Publications
Publication details [#766]
Publication type
Article in journal
Publication language
English
Keywords
Abstract
Bipin Indurkhya is a cognitive scientist and a philosopher. He studied
Electronics Engineering in India and the Netherlands before getting his Ph.D.
in Computer and Information Science from University of Massachusetts at
Amherst, USA. He has been trained under a number of very bright and
knowledgeable scholars from different fields. Besides his basic training as an
electronics engineer and a computer scientist, he studied formal semantics and
computational linguistics from Jan Landsbergen and Remko Scha at the Philips
Research Labs in Eindhoven. During his Ph.D course, he studied brain theory
and cybernetics with Michael Arbib and Nico Spinelli, formal semantics and
linguistics with Barbara Partee, category theory and topos theory from Ernie
Manes, and philosophy of language with Ed Gettier.
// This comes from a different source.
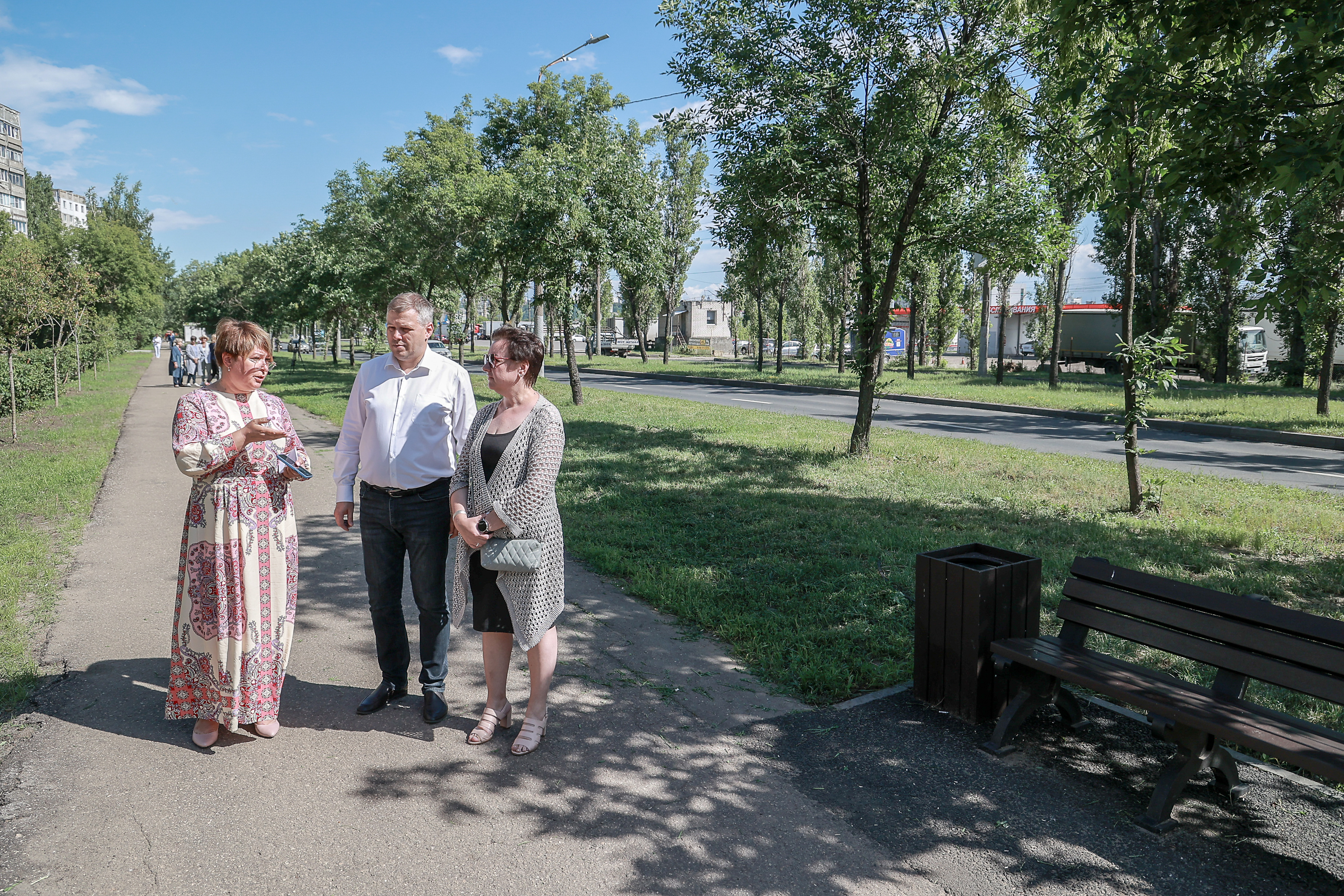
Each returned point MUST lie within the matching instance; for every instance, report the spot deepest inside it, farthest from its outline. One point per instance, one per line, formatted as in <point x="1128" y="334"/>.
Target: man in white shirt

All these experiences have
resulted in a deeply interdisciplinary research work. After that he taught and
carried out research in the USA, Asia and Europe. His main research interests
are creative metaphors and analogies, and their formal and computational
modeling. Indurkhya’s best known book, Metaphor and Cognition: An
Interactionist Approach (1992), sets out an original and comprehensive theory
of metaphor in which the interaction between the cognitive agent and his
physical and cultural environment stands as a key explanatory principle for a
set of issues related to cognition, such as categorization, inductive inference,
change of theoretical paradigm, analogical reasoning, creativity etc. The
various aspects described within this theoretical framework are discussed,
deepened and declined with regard to specific issues in a long series of articles.
Currently he has been facing the issue of perceptual similarity related to
imagery, setting out an account of the mechanisms involved in visual metaphor reading. Creativity is also being addressed in his recent work, which has
resulted in some original theoretical proposal.